En Chine, la reconnaissance faciale envahit le quotidien

Par Simon Leplâtre, Shanghaï, correspondance - Le Monde

De la sécurité publique au paiement en caisse automatique, la technologie est utilisée tous les jours dans la société chinoise.

Shanghaï, un après-midi d’automne. Alors que l’agent qui fait la circulation a le dos tourné, un homme entre deux âges traverse au rouge. Quelques secondes plus tard, son visage apparaît sur les écrans installés dans les arrêts de bus du quartier. Il y restera, en alternance avec celui d’autres contrevenants, jusqu’à ce qu’il aille s’acquitter d’une amende de 20 yuans (2,60 euros) au commissariat du quartier.

D’autres villes de Chine ont adopté le système. Parfois moins discrètement, comme Shenzhen, la métropole qui fait face à Hongkong, où le visage des piétons trop pressés apparaît sur un écran géant au coin des carrefours.

La méthode ne dérange pas. « Il ne faut pas traverser au rouge, donc je ne vois pas où est le problème », commente un jeune Shanghaïen en haussant les épaules. La plupart des passants ne sont pas dérangés par le caractère intrusif de la technologie, tant qu’elle vise à faire respecter la loi.

Cette acceptation du public est l’un des facteurs qui permet à l’empire du Milieu d’avoir une longueur d’avance dans le domaine de la reconnaissance faciale. « En Chine, les gens sont moins préoccupés par les questions de vie privée, ce qui nous permet d’aller plus vite », déclarait Xian-Sheng Hua, directeur de la branche intelligence artificielle d’Alibaba, le leader chinois du commerce en ligne, début octobre lors d’un forum professionnel à Amsterdam.

Et la Chine va vite : aujourd’hui, la plupart des gouvernements locaux sont équipés de systèmes de reconnaissance faciale. De plus en plus d’institutions se laissent tenter. Installée dans les dortoirs d’universités, cette technologie remplace désormais les concierges, pour savoir à quelle heure rentrent les étudiants. De plus en plus, elle prend la place des badges pour rentrer dans les bâtiments d’entreprises.

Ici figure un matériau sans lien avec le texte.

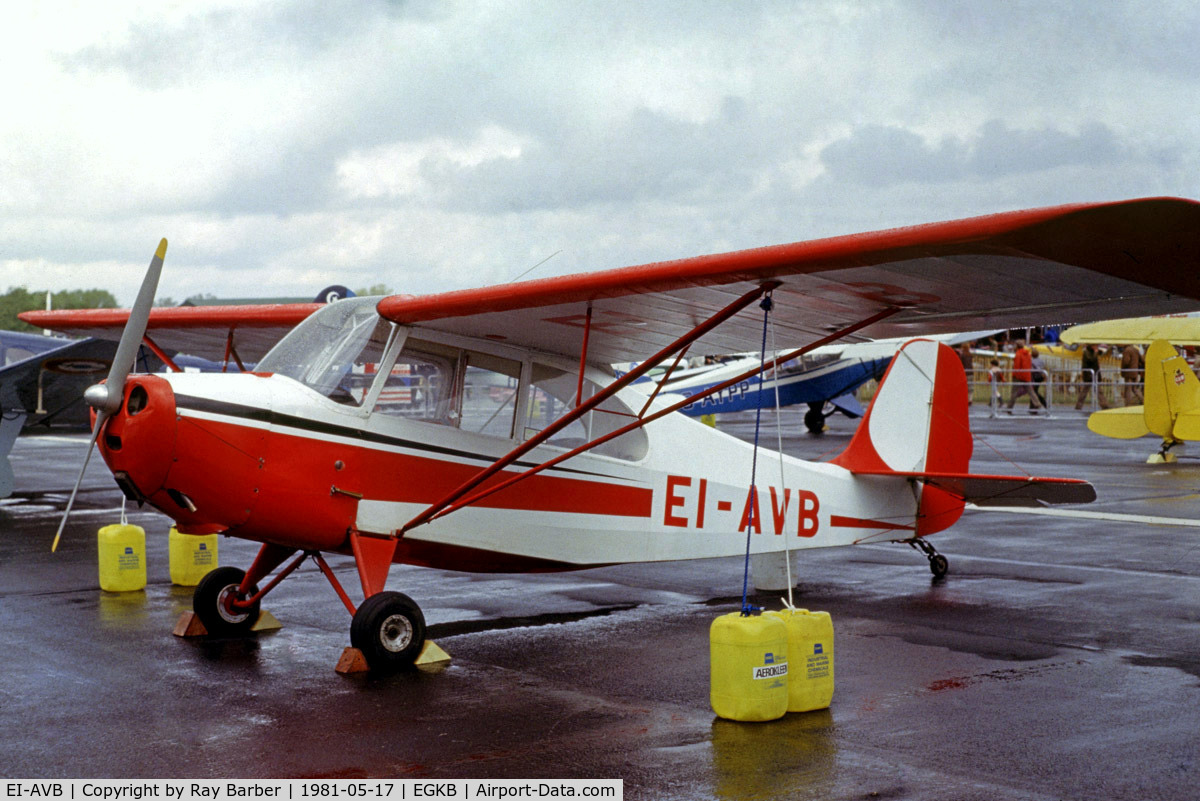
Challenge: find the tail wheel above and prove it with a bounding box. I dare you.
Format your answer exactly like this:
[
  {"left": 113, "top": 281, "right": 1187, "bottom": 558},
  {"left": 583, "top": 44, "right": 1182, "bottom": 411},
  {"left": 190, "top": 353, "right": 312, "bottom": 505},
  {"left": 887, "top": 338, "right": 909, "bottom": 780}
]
[
  {"left": 350, "top": 592, "right": 425, "bottom": 673},
  {"left": 192, "top": 567, "right": 259, "bottom": 636}
]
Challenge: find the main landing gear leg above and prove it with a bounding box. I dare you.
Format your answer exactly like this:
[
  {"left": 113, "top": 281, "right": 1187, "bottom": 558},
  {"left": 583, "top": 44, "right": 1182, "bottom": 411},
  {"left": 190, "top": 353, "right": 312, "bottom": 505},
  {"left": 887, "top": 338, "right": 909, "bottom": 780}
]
[
  {"left": 192, "top": 532, "right": 448, "bottom": 673},
  {"left": 192, "top": 544, "right": 296, "bottom": 637},
  {"left": 343, "top": 531, "right": 425, "bottom": 673},
  {"left": 1146, "top": 439, "right": 1183, "bottom": 464},
  {"left": 804, "top": 403, "right": 826, "bottom": 434},
  {"left": 902, "top": 537, "right": 950, "bottom": 578}
]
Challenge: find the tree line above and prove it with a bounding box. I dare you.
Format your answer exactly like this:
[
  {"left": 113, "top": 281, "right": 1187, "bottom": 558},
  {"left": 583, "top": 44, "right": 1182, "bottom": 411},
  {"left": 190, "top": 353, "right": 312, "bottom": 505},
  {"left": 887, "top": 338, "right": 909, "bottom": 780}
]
[{"left": 0, "top": 287, "right": 116, "bottom": 332}]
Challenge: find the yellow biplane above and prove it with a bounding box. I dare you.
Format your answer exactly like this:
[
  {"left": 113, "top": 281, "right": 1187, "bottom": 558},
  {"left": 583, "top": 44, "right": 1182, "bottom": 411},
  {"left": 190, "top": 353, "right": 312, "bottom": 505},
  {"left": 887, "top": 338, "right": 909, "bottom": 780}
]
[{"left": 1087, "top": 338, "right": 1200, "bottom": 464}]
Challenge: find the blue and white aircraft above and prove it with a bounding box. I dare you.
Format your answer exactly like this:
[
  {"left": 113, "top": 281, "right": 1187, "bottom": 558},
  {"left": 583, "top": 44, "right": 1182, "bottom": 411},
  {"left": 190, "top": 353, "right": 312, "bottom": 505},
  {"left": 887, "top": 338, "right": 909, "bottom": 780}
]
[{"left": 660, "top": 331, "right": 998, "bottom": 434}]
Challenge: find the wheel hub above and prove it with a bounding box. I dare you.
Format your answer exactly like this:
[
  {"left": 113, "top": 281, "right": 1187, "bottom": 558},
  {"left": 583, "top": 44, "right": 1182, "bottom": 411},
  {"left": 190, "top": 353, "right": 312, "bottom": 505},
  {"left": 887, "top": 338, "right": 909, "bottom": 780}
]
[
  {"left": 379, "top": 615, "right": 413, "bottom": 654},
  {"left": 217, "top": 584, "right": 250, "bottom": 625}
]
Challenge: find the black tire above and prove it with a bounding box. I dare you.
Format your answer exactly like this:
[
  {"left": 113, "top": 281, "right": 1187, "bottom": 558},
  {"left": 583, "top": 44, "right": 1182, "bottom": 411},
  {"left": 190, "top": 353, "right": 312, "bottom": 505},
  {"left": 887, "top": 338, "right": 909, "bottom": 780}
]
[
  {"left": 192, "top": 567, "right": 259, "bottom": 637},
  {"left": 350, "top": 592, "right": 425, "bottom": 673}
]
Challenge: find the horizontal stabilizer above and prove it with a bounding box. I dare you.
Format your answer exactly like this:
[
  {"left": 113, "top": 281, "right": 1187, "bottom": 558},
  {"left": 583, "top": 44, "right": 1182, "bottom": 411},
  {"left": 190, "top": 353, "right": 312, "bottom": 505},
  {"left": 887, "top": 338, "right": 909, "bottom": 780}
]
[
  {"left": 1174, "top": 409, "right": 1200, "bottom": 442},
  {"left": 856, "top": 470, "right": 1096, "bottom": 506},
  {"left": 1087, "top": 406, "right": 1150, "bottom": 439},
  {"left": 829, "top": 392, "right": 865, "bottom": 417}
]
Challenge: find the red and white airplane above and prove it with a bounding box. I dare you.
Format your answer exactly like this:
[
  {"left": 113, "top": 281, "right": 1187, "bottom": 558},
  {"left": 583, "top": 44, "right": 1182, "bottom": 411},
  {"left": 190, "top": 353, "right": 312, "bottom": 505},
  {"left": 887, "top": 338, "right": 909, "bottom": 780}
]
[{"left": 22, "top": 198, "right": 1200, "bottom": 669}]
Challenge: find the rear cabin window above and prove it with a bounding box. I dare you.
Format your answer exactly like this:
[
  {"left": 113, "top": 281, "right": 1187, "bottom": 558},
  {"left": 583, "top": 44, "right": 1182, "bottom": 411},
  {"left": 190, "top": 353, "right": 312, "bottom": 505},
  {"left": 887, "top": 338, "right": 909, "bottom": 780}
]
[
  {"left": 374, "top": 338, "right": 521, "bottom": 439},
  {"left": 524, "top": 363, "right": 649, "bottom": 462}
]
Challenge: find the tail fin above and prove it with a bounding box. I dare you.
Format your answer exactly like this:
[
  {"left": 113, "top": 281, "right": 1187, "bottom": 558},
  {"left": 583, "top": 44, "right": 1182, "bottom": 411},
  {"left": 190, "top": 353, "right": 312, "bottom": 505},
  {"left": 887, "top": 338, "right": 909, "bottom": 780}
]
[
  {"left": 833, "top": 339, "right": 1096, "bottom": 536},
  {"left": 833, "top": 339, "right": 972, "bottom": 472},
  {"left": 1145, "top": 339, "right": 1200, "bottom": 440},
  {"left": 833, "top": 339, "right": 973, "bottom": 536}
]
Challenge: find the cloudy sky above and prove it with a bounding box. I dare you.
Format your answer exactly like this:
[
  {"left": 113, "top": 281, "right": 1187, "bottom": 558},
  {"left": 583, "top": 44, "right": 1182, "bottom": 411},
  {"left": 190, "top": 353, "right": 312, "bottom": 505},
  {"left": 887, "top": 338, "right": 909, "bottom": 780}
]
[{"left": 0, "top": 0, "right": 1200, "bottom": 303}]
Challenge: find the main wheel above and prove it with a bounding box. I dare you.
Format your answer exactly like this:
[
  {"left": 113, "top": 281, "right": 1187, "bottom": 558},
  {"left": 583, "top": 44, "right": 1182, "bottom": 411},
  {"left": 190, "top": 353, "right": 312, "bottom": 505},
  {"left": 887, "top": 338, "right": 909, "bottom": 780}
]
[
  {"left": 192, "top": 567, "right": 259, "bottom": 637},
  {"left": 350, "top": 592, "right": 425, "bottom": 673}
]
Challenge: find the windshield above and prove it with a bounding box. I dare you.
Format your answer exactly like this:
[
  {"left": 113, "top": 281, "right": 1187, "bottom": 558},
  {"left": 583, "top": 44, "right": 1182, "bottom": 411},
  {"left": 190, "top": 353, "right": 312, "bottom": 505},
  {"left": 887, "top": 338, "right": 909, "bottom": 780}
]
[{"left": 257, "top": 297, "right": 394, "bottom": 405}]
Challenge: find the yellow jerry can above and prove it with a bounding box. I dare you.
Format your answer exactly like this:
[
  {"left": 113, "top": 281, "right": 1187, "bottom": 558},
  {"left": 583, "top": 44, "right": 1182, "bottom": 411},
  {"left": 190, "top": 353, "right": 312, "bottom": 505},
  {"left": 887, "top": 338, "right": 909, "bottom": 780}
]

Un système très bon marché

Cet été, une utilisation inattendue du système a fait les gros titres : des toilettes publiques à Pékin ont installé un distributeur de papier toilette à reconnaissance faciale pour lutter contre les abus : pas plus de 60 cm toutes les neuf minutes pour une même personne… D’autres toilettes « 2.0 » ont suivi dans le pays…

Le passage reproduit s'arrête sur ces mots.